Sekarang oleh kawan-kawannya Sa’ d dibawa masuk ke rumahnya.
Selama beberapa hari ia tinggal di rumah. Kemudian ia diminta agar juga membaiat :
“Datanglah dan baiat dia. Orang semua sudah membaiat, juga golonganmu.”

Sa’d Menolak
Tetapi Sa’d tetap tidak mau. “Tidak. Daripada aku membaiat, biarlah kulepaskan anak-anak panah dalam tabungku ini kepada kalian, biar kepala tombakku berlumuran darah dan pedang yang ada di tanganku kupukulkan kepadamu. Aku akan memerangi kalian bersama keluargaku, bersama pengikut-pengikutku yang masih setia.”
Setelah ucapan demikian itu sampai kepada Abu Bakr, Umar berkata kepadanya : “Jangan biarkan dia sebelum ikut memberi ikrar”
Tetapi Basyir menolak pendapat Umar itu dengan mengatakan :
“Dia keras kepala dan sudah menolak. Dia tidak akan memberi ikrar sebelum dia sendiri, anaknya, keluarganya dan kerabatnya semua terbunuh. Biarkan sajalah. Kalaupun dibiarkan dia tidak akan membahayakan kita. Dia hanya seorang diri.”

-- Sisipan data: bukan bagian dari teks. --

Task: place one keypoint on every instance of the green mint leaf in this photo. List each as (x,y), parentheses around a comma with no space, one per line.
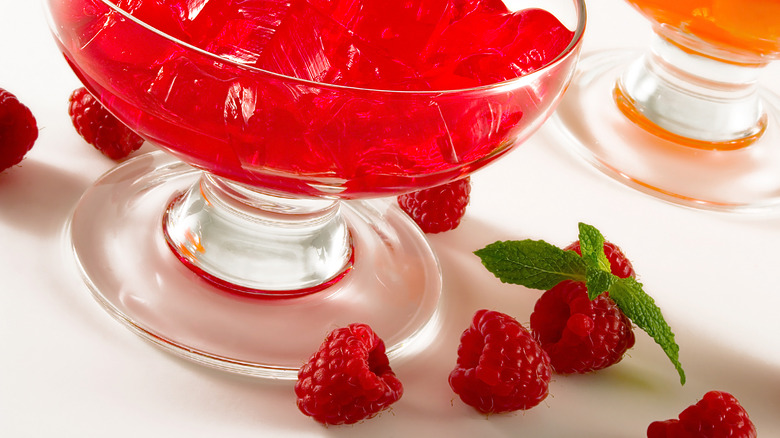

Abu Bakr yang mendengar pendapat Basyir itu membenarkan. Oleh mereka Sa’d ditinggalkan. Ia tidak ikut shalat berjamaah dengan yang lain. tidak ikut berhaji dan bertolak dari Arafah bersama yang lain. Ia tatap bertahan dengan caranya itu sampai Abu Bakr wafat.
-------------------------
ABU BAKR AS-SIDDIQ, Muhammad Husain Haekal, diterbitkan oleh Litera Antar Nusa, Cetakan Keduabelas, Januari 2010, halaman 44 - 45.